The problem with all these maneuvers – like that of the partisan blockade of the renovation of the institutions itself – is that they end up contaminating the entire image of justice. As of 2010, more than 70% of Spaniards considered that the judicial administration functioned unsatisfactorily. And that figure was close to 80% in 2013. Finally, when disaffection began to ease, between 2019 and 2020, and dissatisfaction fell to 60%, the successive blockades in the renewal of the CGPJ undoubtedly led to a new setback in the credibility of justice: in 2021 negative opinions grew by five points and in 2022 they are very close to 70%.

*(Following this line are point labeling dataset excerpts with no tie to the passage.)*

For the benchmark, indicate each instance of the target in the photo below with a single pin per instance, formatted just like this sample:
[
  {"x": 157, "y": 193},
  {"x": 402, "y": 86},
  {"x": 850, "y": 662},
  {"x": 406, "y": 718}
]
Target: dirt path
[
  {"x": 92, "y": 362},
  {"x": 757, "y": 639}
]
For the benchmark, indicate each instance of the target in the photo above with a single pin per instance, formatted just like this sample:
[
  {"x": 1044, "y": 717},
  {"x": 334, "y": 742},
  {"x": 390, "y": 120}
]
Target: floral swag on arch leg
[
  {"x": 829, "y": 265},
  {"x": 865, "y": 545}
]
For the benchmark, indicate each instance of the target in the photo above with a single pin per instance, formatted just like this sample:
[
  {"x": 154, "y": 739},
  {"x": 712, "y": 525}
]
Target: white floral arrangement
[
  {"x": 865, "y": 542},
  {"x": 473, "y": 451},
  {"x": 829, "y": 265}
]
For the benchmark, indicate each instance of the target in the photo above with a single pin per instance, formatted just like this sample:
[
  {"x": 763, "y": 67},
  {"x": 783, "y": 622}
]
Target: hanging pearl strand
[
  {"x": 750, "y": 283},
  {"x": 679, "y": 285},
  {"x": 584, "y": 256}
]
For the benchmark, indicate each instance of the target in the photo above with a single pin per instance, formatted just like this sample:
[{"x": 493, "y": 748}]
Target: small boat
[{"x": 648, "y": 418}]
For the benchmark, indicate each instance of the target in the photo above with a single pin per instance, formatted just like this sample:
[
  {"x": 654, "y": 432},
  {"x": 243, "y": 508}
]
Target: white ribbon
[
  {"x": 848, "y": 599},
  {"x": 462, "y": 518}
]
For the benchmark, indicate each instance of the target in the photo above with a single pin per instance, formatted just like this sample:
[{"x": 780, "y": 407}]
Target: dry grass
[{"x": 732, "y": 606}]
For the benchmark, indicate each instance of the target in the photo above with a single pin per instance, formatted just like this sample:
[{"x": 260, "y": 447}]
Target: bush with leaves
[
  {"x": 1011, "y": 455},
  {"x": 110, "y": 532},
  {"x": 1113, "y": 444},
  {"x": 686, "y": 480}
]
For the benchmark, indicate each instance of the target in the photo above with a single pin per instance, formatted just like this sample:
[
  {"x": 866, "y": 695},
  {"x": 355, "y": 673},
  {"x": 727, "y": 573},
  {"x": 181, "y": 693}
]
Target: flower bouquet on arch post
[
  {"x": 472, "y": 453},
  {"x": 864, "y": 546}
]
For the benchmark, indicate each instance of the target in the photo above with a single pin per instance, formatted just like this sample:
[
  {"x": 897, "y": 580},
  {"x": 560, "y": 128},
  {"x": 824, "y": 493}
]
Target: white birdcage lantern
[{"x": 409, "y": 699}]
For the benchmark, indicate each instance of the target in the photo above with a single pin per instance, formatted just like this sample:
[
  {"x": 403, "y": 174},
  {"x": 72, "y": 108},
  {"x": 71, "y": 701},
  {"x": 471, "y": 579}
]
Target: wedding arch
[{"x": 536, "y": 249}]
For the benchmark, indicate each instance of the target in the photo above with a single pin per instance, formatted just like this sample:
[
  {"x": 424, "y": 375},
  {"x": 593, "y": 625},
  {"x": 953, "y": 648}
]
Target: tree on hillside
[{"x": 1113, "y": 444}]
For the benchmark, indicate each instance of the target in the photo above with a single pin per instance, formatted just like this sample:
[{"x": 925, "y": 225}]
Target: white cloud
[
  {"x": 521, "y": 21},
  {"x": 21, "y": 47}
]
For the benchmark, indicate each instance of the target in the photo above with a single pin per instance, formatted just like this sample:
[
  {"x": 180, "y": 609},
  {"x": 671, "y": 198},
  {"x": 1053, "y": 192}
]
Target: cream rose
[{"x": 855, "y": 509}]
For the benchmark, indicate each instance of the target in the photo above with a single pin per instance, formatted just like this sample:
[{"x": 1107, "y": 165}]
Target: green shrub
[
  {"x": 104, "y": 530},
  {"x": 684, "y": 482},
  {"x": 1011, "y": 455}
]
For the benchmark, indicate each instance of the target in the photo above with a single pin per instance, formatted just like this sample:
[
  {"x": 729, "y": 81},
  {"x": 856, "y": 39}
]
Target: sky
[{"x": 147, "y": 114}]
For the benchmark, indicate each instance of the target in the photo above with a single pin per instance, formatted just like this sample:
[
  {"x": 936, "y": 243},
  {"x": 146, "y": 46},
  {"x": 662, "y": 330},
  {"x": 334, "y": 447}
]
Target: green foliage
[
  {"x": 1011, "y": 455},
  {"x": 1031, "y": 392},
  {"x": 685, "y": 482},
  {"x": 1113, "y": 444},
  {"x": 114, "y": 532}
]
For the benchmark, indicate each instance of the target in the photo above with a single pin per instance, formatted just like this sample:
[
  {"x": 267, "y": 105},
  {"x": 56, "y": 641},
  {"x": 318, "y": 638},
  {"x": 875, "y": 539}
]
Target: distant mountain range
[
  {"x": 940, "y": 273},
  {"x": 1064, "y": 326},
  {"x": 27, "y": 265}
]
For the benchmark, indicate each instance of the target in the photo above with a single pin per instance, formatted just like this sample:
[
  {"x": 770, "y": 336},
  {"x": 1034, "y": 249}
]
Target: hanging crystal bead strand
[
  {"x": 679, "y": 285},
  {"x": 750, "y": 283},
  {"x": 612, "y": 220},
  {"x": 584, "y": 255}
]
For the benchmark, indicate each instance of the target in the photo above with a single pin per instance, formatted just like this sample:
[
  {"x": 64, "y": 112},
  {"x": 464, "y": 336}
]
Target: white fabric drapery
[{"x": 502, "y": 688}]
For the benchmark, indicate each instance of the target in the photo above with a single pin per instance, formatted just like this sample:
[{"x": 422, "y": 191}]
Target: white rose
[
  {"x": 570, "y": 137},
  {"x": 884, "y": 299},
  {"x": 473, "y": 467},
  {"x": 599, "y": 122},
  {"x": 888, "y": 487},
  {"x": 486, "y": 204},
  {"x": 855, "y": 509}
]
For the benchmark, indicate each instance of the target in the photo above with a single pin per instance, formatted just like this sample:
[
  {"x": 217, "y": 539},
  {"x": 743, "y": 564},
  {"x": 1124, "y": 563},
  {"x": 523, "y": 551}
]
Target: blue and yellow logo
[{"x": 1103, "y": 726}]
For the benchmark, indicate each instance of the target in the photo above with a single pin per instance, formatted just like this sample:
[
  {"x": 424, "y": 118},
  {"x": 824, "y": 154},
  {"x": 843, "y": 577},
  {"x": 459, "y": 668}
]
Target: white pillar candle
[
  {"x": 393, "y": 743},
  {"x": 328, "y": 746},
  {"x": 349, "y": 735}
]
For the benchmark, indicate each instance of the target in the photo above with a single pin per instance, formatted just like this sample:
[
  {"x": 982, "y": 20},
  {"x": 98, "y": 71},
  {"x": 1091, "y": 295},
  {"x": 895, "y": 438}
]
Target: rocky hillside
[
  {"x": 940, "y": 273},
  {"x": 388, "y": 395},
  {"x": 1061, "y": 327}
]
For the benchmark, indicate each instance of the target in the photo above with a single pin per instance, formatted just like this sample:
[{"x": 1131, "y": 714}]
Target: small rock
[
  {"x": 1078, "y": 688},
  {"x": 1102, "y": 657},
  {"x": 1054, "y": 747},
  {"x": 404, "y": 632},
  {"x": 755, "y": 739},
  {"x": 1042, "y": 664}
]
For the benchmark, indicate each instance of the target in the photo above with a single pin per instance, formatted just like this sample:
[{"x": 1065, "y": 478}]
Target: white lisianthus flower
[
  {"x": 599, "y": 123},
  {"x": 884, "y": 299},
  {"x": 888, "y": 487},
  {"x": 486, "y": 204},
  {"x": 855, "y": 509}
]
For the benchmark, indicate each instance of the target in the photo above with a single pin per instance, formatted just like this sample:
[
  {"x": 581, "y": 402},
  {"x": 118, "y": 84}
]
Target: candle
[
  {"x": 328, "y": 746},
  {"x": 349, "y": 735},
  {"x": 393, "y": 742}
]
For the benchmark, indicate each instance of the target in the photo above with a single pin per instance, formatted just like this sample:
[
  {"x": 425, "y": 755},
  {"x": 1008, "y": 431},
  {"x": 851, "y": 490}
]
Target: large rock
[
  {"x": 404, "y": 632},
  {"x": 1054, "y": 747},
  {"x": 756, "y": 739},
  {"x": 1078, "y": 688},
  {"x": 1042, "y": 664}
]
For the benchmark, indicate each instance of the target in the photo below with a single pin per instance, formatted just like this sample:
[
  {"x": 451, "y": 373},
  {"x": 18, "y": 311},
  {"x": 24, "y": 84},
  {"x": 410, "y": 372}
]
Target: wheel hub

The precedent of the Supreme Court of the United States, after the appointments made by Donald Trump and his drift towards positions far from centrality, is a good example of what happens when the "arbitrator" is a hostage to partisan interests or extremism ideologies of those who have designated it. The North American Supreme Court, which 20 years ago enjoyed an approval level of over 60% (compared to less than 30% of critical opinions), today has a disapproval level of 59% (and an approval that is barely reaches 40%, even according to Fox News polls). And that deterioration has precipitated in just two years. Reversing it, here and there, will require considerably more time.